Ancak konu Türk insanı ve siyaset olunca bütün davranış kalıpları yıkılıyor.
Bilimsel çalışmalar kifayetsiz kalıyor.
Aslında iki binli yıllara kadar toplum mühendisliği dediğimiz yöntemler hep Türkiye’yi dizayn etmeyi başardı.
Fakat 2002’den bu yana bütün mühendislik senaryoları çöktü. Toplum ya da seçmen kendi iktidarına her fırsatta sahip çıkarak her türlü antidemokratik girişimi püskürtmeyi başardı.
Bugüne kadar hiç sokağa çıkmamış Anadolu insanı sokakta hak aramaya, hatta iktidarda bulunan seçtiği siyasi aktörlere sahip çıkmak için sokağa inmeye başladı.
Muhafazakâr Anadolu için beklenmedik ve müthiş bir hamleydi bu.
Görüldüğü gibi zaman zaman toplum mühendisliği çalışmaları da iflas edebiliyor. Bunun en iyi örneği elbette Ak Parti iktidarıdır.
Vatandaş ağır bir propaganda bombardımanındayken birden bire yönlendirildiği noktadan farklı bir noktaya kayarak, halk devrimi, ya da darbesi yapmıştır. Bu, toplum mühendisliği odakları tarafından öngörülmemiştir.

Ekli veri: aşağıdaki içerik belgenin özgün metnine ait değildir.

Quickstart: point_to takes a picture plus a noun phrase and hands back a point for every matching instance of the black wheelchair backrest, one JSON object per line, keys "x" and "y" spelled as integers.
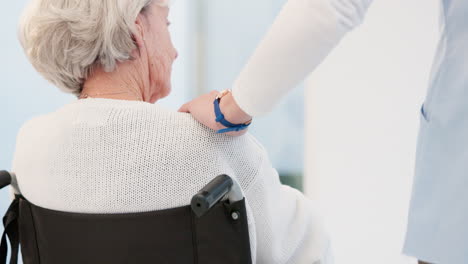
{"x": 209, "y": 231}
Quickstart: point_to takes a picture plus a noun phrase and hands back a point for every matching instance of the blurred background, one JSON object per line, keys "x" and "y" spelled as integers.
{"x": 346, "y": 136}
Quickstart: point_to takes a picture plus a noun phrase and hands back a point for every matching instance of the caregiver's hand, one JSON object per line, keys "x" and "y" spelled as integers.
{"x": 202, "y": 109}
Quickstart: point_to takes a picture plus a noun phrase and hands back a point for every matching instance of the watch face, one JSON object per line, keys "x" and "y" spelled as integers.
{"x": 222, "y": 93}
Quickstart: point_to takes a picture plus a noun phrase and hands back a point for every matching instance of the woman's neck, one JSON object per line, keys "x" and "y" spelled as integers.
{"x": 123, "y": 84}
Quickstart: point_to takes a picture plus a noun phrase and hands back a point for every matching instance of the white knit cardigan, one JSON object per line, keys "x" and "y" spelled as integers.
{"x": 117, "y": 156}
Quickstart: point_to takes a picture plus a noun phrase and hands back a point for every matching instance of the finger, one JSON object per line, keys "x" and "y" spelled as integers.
{"x": 185, "y": 108}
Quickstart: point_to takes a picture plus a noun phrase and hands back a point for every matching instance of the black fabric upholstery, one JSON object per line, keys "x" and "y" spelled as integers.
{"x": 172, "y": 236}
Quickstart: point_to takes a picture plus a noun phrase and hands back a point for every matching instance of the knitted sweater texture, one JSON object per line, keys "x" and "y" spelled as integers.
{"x": 117, "y": 156}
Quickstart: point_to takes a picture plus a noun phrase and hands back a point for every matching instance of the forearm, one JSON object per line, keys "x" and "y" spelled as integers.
{"x": 301, "y": 37}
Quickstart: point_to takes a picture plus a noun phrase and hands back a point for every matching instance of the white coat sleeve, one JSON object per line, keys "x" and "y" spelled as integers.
{"x": 300, "y": 38}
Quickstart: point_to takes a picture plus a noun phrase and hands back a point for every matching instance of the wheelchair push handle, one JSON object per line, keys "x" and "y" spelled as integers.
{"x": 212, "y": 193}
{"x": 5, "y": 179}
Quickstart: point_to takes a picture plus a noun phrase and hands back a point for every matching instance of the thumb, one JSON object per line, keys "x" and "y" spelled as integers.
{"x": 184, "y": 108}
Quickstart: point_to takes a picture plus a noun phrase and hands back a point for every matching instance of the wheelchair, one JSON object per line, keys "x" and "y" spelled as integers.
{"x": 213, "y": 229}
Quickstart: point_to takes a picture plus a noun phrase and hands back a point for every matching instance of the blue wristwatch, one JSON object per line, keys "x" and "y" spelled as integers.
{"x": 220, "y": 117}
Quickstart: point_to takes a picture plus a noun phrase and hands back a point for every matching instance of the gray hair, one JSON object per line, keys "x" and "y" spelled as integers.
{"x": 65, "y": 39}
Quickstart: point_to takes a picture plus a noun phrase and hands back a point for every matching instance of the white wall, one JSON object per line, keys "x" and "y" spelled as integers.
{"x": 362, "y": 121}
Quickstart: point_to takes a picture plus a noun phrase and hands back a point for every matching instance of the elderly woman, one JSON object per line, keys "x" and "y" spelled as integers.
{"x": 115, "y": 151}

Geçmişte yaşanan olumsuzluklarla birlikte sivil devrime imza atan o günkü halk, bugün Türkiye’yi yeni baştan imar eden Ak Parti’ye verdiği desteği biraz gevşetmiştir. Bunun pek çok nedeni var. Ancak ben en önemli sorunu genç oylarda görüyorum.
Türkiye’nin dününü yaşamamış gençlere eski Türkiye doğru anlatılamadı. Bu yüzden gençler kıyas noktasında ciddi sorunlar yaşıyor.
Eski Türkiye’den bihaber gençler ülkenin her zaman böyle güllük gülistanlık olduğunu sanıyor.
Birde 8 yıllık eğitim sonucu niteliksiz yetişen Gezi gençliği var tabi. Bugün seçmen haline gelmiş o vasıfsız gençler umutsuzluğun zirvesinde. Sokakta kontrolsüzce kullanılıp yönlendirilebiliyor. Bu hedefsiz yaşayan gençlerin siyasi kayganlığı ülke için kaygı verici.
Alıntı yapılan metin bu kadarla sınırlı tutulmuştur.